Low P/Es require low EPS growth to sustain them. That said, in the case of DaVita, the company has recently shown a 51% Uniform EPS growth.
Wall Street analysts provide stock and valuation recommendations that in general provide very poor guidance or insight. However, Wall Street analysts’ near-term earnings forecasts tend to have relevant information.
We take Wall Street forecasts for GAAP earnings and convert them to Uniform earnings forecasts. When we do this, DaVita’s Wall Street analyst-driven forecast is a 17% EPS growth in 2021, followed by an immaterial EPS decline in 2022.

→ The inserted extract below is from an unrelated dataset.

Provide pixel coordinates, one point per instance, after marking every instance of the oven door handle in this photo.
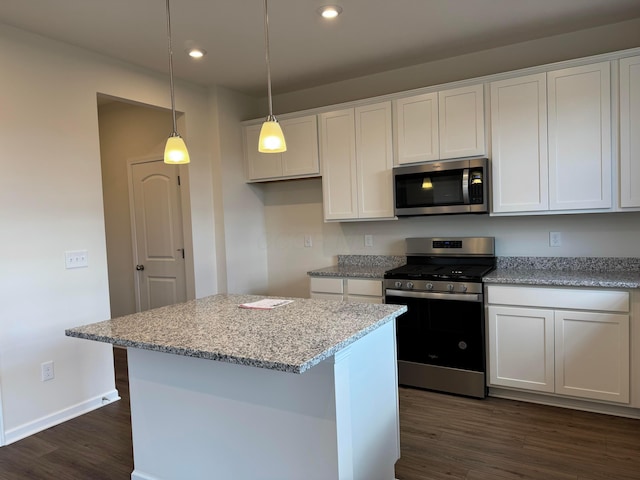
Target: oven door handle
(463, 297)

Based on the current stock market valuations, we can use earnings growth valuation metrics to back into the required growth rate to justify DaVita’s $130 stock price. These are often referred to as market embedded expectations.
The company is currently being valued as if Uniform earnings were to grow immaterial annually over the next three years. What Wall Street analysts expect for Walmart’s earnings growth is above what the current stock market valuation requires in 2021, and in line with that requirement in 2022.
Furthermore, the company’s earning power in 2021 is 2x the long-run corporate average. Also, cash flows and cash on hand are almost 3x its total obligations—including debt maturities, capex maintenance, and dividends. All in all, this signals a low credit and dividend risk.
To conclude, DaVita’s Uniform earnings growth is below its peer averages, and the company is also trading above its average peer valuations.